From the story: Building and maintaining a well-trained workforce to meet expected 988 call demands will be a daunting challenge for many states. To date, only four states have passed legislation to fund the 988 crisis phone service in their state.
Now that 988 has launched, there is much work to do. While leaders in behavioral health work alongside important community partners to enhance mental health systems and resources that support 988, community members can play a role in making 988 a success. Here’s what you can do:
- Follow and support 988-related legislation. Right now in Minnesota, bills are under discussion to implement a $.12/month fee on telephone services to fund 988 (HF 4398, SF 4014) and to create a Department of Behavioral Health as well as expand adult mobile crisis services (HF 4706, SF 4410). Contact your local Minnesota legislators and express your support for these bills.

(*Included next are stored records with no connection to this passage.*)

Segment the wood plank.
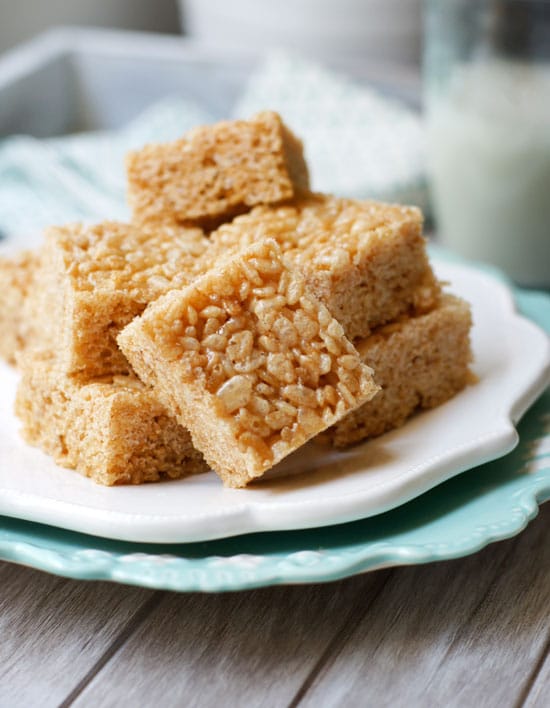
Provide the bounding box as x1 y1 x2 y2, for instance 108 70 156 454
295 505 550 708
523 648 550 708
74 571 392 708
0 563 160 708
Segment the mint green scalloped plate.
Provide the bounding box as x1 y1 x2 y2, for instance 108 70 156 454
0 250 550 592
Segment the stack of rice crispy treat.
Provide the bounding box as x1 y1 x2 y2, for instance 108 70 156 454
0 112 471 487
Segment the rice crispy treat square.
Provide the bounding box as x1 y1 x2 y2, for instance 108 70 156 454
118 240 378 487
126 111 309 228
327 294 475 447
34 221 208 377
0 251 40 364
16 351 207 485
203 195 440 340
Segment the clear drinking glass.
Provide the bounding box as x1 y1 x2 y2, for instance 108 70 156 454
424 0 550 287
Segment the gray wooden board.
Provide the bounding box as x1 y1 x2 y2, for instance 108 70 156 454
525 642 550 708
71 571 389 708
303 507 550 708
0 563 152 708
0 504 550 708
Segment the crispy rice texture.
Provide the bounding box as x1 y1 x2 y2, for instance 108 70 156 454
126 111 309 228
16 351 207 485
205 195 441 340
118 241 378 487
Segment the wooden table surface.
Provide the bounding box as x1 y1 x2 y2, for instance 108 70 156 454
0 504 550 708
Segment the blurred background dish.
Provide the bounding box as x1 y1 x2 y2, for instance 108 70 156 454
179 0 422 63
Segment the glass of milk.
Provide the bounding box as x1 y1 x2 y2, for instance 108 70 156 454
425 0 550 288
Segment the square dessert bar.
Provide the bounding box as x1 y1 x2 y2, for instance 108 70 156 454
118 240 378 487
0 251 40 364
35 222 208 377
16 352 207 485
207 195 440 340
328 294 474 447
126 112 309 227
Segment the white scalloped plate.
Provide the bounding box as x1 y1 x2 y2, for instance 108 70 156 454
0 260 550 543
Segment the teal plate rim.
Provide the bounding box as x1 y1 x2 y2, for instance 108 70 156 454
0 247 550 592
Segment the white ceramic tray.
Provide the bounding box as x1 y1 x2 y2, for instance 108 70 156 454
0 261 550 543
0 27 420 138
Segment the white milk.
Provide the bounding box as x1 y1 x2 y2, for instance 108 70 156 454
428 61 550 287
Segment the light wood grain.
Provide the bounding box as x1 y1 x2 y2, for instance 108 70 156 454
0 505 550 708
524 648 550 708
0 563 157 708
301 507 550 708
70 571 389 708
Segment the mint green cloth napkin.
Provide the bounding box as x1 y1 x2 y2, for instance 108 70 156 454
0 98 212 241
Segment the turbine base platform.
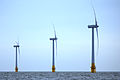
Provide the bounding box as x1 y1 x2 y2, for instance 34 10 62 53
15 67 18 72
91 63 96 73
52 65 55 72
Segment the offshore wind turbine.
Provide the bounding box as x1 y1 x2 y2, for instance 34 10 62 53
88 5 99 73
50 24 57 72
13 42 20 72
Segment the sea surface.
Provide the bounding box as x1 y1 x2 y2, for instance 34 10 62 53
0 72 120 80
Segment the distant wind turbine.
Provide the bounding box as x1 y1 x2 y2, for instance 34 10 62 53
50 24 57 72
88 2 99 73
13 42 20 72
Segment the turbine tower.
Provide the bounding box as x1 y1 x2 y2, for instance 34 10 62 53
88 5 99 73
50 24 57 72
13 42 20 72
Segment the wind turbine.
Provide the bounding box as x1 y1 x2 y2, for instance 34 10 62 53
50 24 57 72
88 5 99 73
13 42 20 72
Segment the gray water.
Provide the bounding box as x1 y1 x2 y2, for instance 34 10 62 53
0 72 120 80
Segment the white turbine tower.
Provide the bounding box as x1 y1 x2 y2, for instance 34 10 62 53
88 2 99 73
50 24 57 72
13 42 20 72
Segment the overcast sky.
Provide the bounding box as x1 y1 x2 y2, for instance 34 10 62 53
0 0 120 71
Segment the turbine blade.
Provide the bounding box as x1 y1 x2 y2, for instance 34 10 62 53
53 24 56 38
18 47 20 63
56 40 57 57
91 1 97 25
96 28 99 55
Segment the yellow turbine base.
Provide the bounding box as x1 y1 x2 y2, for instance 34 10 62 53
15 67 18 72
91 63 96 73
52 65 55 72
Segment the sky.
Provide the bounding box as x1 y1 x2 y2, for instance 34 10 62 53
0 0 120 71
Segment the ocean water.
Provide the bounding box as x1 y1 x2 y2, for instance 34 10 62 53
0 72 120 80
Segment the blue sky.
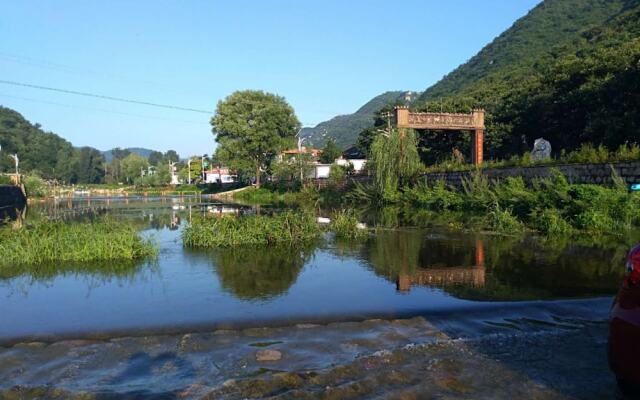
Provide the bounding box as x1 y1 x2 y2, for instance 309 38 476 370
0 0 539 156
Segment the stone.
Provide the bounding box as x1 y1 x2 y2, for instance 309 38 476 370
531 138 551 161
256 349 282 362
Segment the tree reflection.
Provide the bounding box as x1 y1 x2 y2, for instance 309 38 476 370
213 245 315 300
362 230 629 300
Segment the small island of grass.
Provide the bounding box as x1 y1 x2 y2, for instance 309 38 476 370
0 219 158 268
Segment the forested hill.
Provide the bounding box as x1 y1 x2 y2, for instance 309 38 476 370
0 106 104 183
412 0 640 162
102 147 154 162
301 91 420 148
419 0 637 101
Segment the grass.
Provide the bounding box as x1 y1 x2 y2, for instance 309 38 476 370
182 211 322 248
330 210 369 239
424 143 640 173
401 172 640 235
233 187 318 204
0 219 158 268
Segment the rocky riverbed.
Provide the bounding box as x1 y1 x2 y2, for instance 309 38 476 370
0 299 617 399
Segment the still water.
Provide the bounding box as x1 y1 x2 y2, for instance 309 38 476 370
0 198 630 342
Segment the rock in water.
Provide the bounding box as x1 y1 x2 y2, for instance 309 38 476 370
256 349 282 361
531 138 551 161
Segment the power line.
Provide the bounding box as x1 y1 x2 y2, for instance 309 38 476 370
0 93 207 125
0 80 211 115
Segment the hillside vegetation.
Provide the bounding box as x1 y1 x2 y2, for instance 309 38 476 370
413 0 640 162
311 0 640 164
0 106 104 183
302 91 420 148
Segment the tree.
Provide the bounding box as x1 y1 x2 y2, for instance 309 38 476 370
149 151 164 167
164 150 180 162
369 129 422 202
211 90 300 187
69 147 105 183
121 153 149 183
320 139 342 164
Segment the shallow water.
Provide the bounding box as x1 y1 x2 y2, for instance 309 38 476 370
0 197 627 344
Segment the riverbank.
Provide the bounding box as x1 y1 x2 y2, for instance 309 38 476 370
0 219 158 269
0 298 616 399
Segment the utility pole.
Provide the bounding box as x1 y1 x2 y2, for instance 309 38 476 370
187 158 191 185
200 154 208 183
9 154 20 175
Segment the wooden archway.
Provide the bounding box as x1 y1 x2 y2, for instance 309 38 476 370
393 106 485 165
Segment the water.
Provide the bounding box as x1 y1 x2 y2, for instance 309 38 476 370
0 197 628 343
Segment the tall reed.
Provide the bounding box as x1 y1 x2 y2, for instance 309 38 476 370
0 219 158 268
182 211 322 247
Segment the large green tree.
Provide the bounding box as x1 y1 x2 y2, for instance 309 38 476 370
320 139 342 164
121 153 149 183
211 90 300 187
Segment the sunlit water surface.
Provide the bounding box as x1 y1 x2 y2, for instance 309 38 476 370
0 198 628 342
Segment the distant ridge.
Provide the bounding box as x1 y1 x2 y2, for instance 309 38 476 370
301 91 420 148
102 147 155 162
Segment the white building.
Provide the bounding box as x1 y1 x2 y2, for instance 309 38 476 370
204 167 238 183
336 157 367 174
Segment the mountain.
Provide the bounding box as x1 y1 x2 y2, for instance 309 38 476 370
418 0 637 102
0 106 104 183
301 91 420 148
102 147 155 162
412 0 640 162
303 0 640 158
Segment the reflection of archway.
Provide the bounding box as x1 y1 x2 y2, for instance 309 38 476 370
396 239 485 292
393 106 485 165
212 246 313 300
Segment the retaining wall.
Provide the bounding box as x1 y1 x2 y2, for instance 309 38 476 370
424 161 640 187
0 185 27 222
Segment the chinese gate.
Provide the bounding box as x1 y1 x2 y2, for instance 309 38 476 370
393 106 484 165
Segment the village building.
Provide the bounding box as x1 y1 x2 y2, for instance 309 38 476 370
204 167 238 183
277 145 367 179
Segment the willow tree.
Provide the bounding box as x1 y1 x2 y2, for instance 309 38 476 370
369 129 422 202
211 90 300 187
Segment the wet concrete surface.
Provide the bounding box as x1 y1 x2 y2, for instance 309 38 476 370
0 298 618 399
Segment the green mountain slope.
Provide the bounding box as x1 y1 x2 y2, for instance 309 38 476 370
0 106 74 178
412 0 640 163
301 91 419 148
102 147 154 162
418 0 631 102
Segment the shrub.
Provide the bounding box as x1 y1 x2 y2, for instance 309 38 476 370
531 208 573 236
403 181 463 211
487 202 524 233
24 175 48 197
330 210 369 239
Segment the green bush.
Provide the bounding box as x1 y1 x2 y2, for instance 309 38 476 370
487 203 524 234
531 208 573 236
330 210 369 239
24 175 48 197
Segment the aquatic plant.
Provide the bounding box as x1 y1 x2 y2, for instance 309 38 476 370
182 211 321 247
329 210 369 239
0 219 158 268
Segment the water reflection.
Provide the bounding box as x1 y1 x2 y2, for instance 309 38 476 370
211 245 315 300
362 230 626 300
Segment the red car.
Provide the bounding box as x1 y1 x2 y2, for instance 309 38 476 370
609 244 640 394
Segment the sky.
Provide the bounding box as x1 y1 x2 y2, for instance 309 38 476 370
0 0 539 157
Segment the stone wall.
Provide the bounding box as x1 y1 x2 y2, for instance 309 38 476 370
0 185 27 208
424 161 640 187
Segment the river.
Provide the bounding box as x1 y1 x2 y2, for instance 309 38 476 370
0 197 634 398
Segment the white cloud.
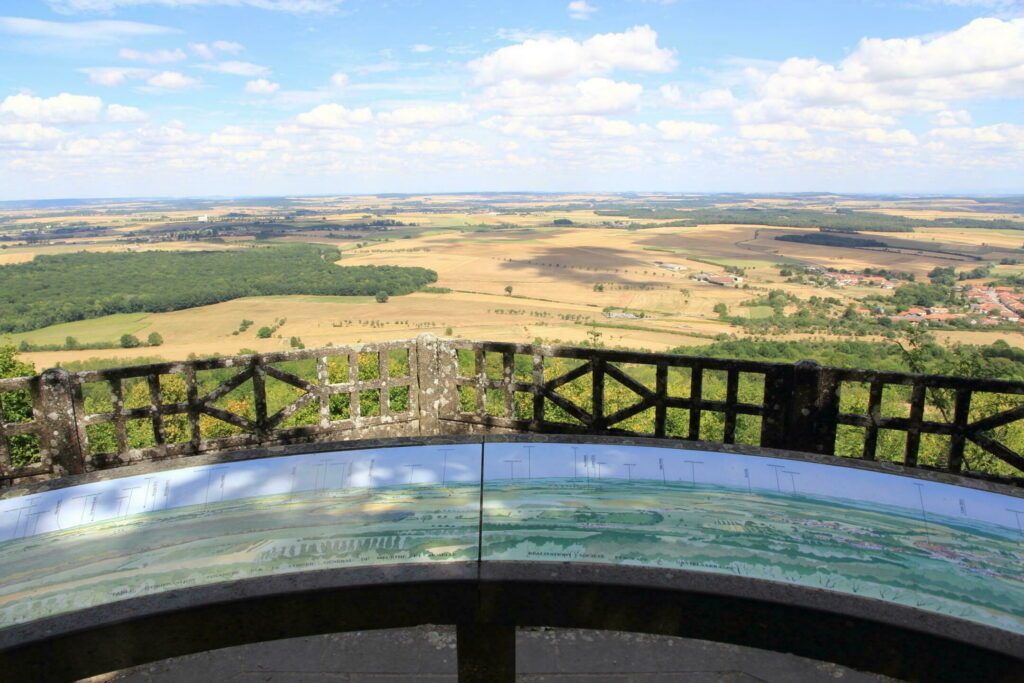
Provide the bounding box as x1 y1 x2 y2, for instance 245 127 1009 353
296 104 374 128
146 71 202 90
0 123 63 147
209 126 263 147
118 47 188 65
565 0 597 20
188 40 246 61
213 40 246 54
406 139 483 157
746 17 1024 112
481 78 643 116
858 128 918 145
49 0 342 13
246 78 281 95
199 60 270 78
106 104 148 123
469 26 676 85
928 123 1024 147
0 92 103 123
377 104 472 127
739 123 811 140
0 16 177 43
81 67 153 87
657 121 720 140
658 85 739 110
932 110 971 126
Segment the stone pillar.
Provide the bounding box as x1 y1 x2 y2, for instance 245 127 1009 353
783 360 839 456
456 622 515 683
38 368 85 476
414 335 455 436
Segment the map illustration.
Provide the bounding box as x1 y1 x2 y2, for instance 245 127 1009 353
0 444 480 627
0 443 1024 633
481 443 1024 633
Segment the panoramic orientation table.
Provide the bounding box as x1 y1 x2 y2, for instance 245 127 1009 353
0 437 1024 680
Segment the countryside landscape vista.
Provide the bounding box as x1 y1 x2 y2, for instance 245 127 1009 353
0 0 1024 683
0 6 1024 474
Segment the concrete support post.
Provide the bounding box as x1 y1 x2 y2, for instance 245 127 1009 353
783 360 839 456
456 623 515 683
415 335 458 435
39 368 85 476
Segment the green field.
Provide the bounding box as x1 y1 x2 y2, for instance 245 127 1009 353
0 313 150 345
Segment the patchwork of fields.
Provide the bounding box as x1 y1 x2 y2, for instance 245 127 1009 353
6 196 1024 367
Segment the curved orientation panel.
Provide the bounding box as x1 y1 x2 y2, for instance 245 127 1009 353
0 439 1024 675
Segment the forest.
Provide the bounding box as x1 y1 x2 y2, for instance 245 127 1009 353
0 245 437 333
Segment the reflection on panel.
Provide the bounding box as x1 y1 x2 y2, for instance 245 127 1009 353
481 443 1024 633
0 444 480 627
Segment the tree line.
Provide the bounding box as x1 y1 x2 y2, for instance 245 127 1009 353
0 245 437 333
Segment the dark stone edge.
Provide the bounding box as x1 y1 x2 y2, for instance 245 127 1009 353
0 433 1024 500
0 561 1024 681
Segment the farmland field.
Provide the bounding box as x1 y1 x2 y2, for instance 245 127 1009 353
6 195 1024 367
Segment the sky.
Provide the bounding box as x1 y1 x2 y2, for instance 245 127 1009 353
0 0 1024 200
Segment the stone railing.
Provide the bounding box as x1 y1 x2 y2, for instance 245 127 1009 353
0 335 1024 485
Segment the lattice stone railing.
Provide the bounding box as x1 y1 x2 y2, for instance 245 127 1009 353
0 335 1024 485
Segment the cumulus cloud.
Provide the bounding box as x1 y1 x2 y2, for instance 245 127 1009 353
106 104 148 123
0 16 176 43
0 92 103 123
188 40 245 61
246 78 281 95
81 67 153 87
49 0 342 13
658 85 739 110
0 123 63 147
657 121 720 140
406 139 483 157
146 71 202 90
932 110 971 126
200 60 270 78
296 104 374 129
377 104 472 127
858 128 918 145
746 17 1024 112
565 0 597 20
739 123 811 140
482 78 643 116
469 26 676 85
118 47 188 65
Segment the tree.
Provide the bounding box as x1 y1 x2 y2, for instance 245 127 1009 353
0 345 39 467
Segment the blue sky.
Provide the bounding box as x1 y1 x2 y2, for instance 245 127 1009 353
0 0 1024 199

- Get involved in mental health promotion within your community by joining or creating a mental health task force, volunteering at a mental health organization, or becoming qualified to volunteer or work for your local crisis call center.
- Consider ways you can promote and normalize mental health help-seeking and self-care, as well as 988 services through your daily conversations and interactions with others. A great place to get inspired is reimaginecrisis.org.
If you or someone you know needs help, you can call or text the National Suicide Prevention Lifeline at 988 or 800-273-TALK (8255). You can also text a crisis counselor by messaging the Crisis Text Line at 741741.